As far as the rest of the cluster is conerned, that node is in a nonsensical state:
[root@dec01 ~]# mmgetstate -N dec06 Node number Node name GPFS state ------------------------------------------ 6 dec06 unknown
It can not be deleted from the cluster:
root@dec01 ~]# mmdelnode -N dec06 Verifying GPFS is stopped on all affected nodes ... dec06.tuc.noao.edu: mmremote: Unknown GPFS execution environment mmdelnode: Command failed. Examine previous error messages to determine cause.
Nor can GPFS be started on it:
[root@dec01 ~]# mmstartup -N dec06 Fri Mar 30 16:27:29 MST 2012: mmstartup: Starting GPFS ... dec06.tuc.noao.edu: mmremote: Unknown GPFS execution environment mmstartup: Command failed. Examine previous error messages to determine cause.
The solution lives in the manpage for mmdelnode
.
A node cannot be deleted if any of the following are true:
…
3. If the GPFS state is unknown and the node is reachable on the
network.You cannot delete a node if both of the following are true:
– The node responds to a TCP/IP ping command from another node.
– The status of the node shows unknown when you use the mmget-
state command from another node in the cluster.
Thus, we just have to make the node unpingable for a few moments.
root@dec01 ~]# ssh dec06 reboot
Wait a few moments for the host to go down and then we can delete it from cluster.

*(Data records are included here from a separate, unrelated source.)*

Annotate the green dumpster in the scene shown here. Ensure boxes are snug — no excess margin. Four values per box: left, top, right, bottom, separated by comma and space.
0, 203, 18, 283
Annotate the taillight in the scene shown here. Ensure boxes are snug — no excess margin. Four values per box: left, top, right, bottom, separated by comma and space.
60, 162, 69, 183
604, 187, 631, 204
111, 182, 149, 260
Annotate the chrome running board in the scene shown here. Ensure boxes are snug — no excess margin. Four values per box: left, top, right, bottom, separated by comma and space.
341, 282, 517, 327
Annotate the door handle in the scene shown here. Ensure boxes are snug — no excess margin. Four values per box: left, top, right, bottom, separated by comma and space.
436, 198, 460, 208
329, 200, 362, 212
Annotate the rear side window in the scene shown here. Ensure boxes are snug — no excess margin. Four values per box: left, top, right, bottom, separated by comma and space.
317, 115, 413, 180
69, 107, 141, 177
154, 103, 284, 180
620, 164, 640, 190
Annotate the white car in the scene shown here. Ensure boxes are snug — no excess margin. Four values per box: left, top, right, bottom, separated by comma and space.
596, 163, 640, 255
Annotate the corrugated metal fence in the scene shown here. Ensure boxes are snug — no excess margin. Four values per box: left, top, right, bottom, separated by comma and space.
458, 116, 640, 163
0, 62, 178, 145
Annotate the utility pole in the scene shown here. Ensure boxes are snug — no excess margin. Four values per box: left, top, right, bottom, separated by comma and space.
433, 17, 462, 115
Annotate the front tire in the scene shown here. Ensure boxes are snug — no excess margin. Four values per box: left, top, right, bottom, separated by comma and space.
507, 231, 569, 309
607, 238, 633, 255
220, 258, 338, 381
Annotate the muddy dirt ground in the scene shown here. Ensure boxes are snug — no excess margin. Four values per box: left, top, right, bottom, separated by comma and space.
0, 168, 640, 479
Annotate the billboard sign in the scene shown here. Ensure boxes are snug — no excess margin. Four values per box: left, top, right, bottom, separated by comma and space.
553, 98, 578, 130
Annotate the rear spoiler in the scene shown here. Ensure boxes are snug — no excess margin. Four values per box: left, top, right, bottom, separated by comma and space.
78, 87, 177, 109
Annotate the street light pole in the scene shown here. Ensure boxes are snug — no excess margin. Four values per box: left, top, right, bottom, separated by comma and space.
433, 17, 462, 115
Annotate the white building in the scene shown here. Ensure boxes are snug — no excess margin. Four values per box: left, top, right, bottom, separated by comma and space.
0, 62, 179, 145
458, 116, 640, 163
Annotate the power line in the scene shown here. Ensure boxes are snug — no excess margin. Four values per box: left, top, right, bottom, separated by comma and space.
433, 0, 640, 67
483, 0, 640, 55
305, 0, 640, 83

[root@dec01 ~]# mmdelnode -N dec06 Verifying GPFS is stopped on all affected nodes ... mmdelnode: Command successfully completed mmdelnode: Propagating the cluster configuration data to all affected nodes. This is an asynchronous process.
Wait another few moments for it come back online…

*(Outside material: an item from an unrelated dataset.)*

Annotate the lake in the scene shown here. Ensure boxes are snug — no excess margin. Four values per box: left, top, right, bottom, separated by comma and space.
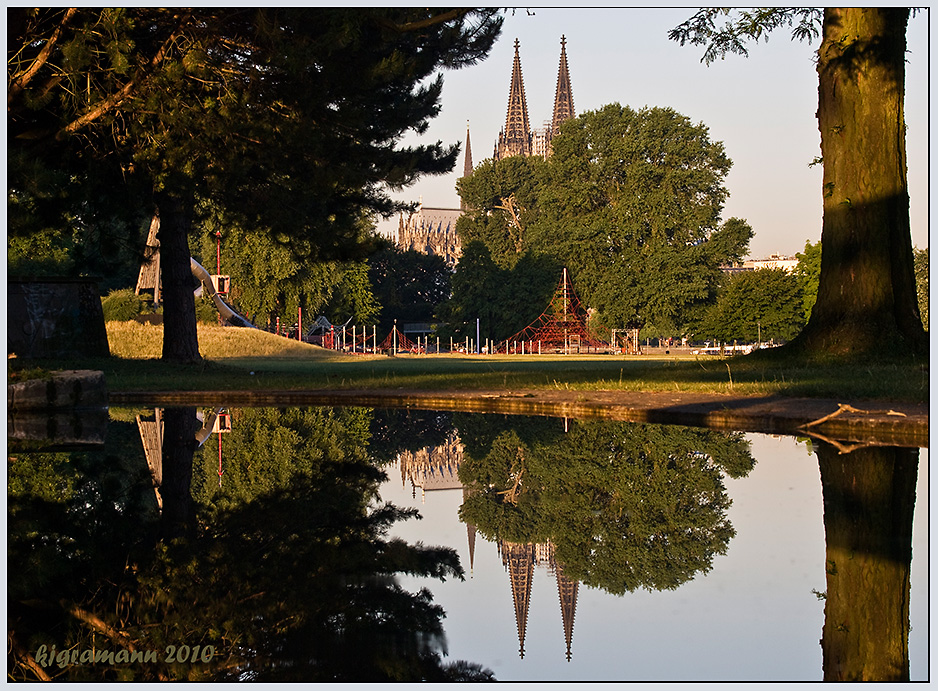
8, 408, 928, 682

[root@dec01 ~]# ping dec06 PING dec06.tuc.noao.edu (140.252.27.26) 56(84) bytes of data. 64 bytes from dec06.tuc.noao.edu (140.252.27.26): icmp_seq=1 ttl=64 time=0.810 ms ^C --- dec06.tuc.noao.edu ping statistics --- 1 packets transmitted, 1 received, 0% packet loss, time 655ms rtt min/avg/max/mdev = 0.810/0.810/0.810/0.000 ms
Then add it back into the cluster:
[root@dec01 ~]# mmaddnode -N dec06 Fri Mar 30 16:32:42 MST 2012: mmaddnode: Processing node dec06.tuc.noao.edu mmaddnode: Command successfully completed mmaddnode: Warning: Not all nodes have proper GPFS license designations. Use the mmchlicense command to designate licenses as needed. mmaddnode: Propagating the cluster configuration data to all affected nodes. This is an asynchronous process. [root@dec01 ~]# mmchlicense client -N dec06 The following nodes will be designated as possessing GPFS client licenses: dec06.tuc.noao.edu Please confirm that you accept the terms of the GPFS client Licensing Agreement. The full text can be found at www.ibm.com/software/sla Enter "yes" or "no": yes mmchlicense: Command successfully completed mmchlicense: Propagating the cluster configuration data to all affected nodes. This is an asynchronous process.
And the node is now back into a rational state:
[root@dec01 ~]# mmgetstate -N dec06 Node number Node name GPFS state ------------------------------------------ 18 dec06 down
2012-03-31 at 10:47
If you are just re-provisioning the node. You could always just copy the /var/mmfs/gen/mmsdrfs file from a node already in the GPFS cluster. Then GPFS would start up on the reinstalled node.
2012-03-31 at 23:13
@adamparker That’s a good point. It may also be easier to automate replacing the cluster config file with puppet instead of deleting/readding the node. My goal is to have it so puppet can handle both re-adding existing clients and adding new ones fully unattended.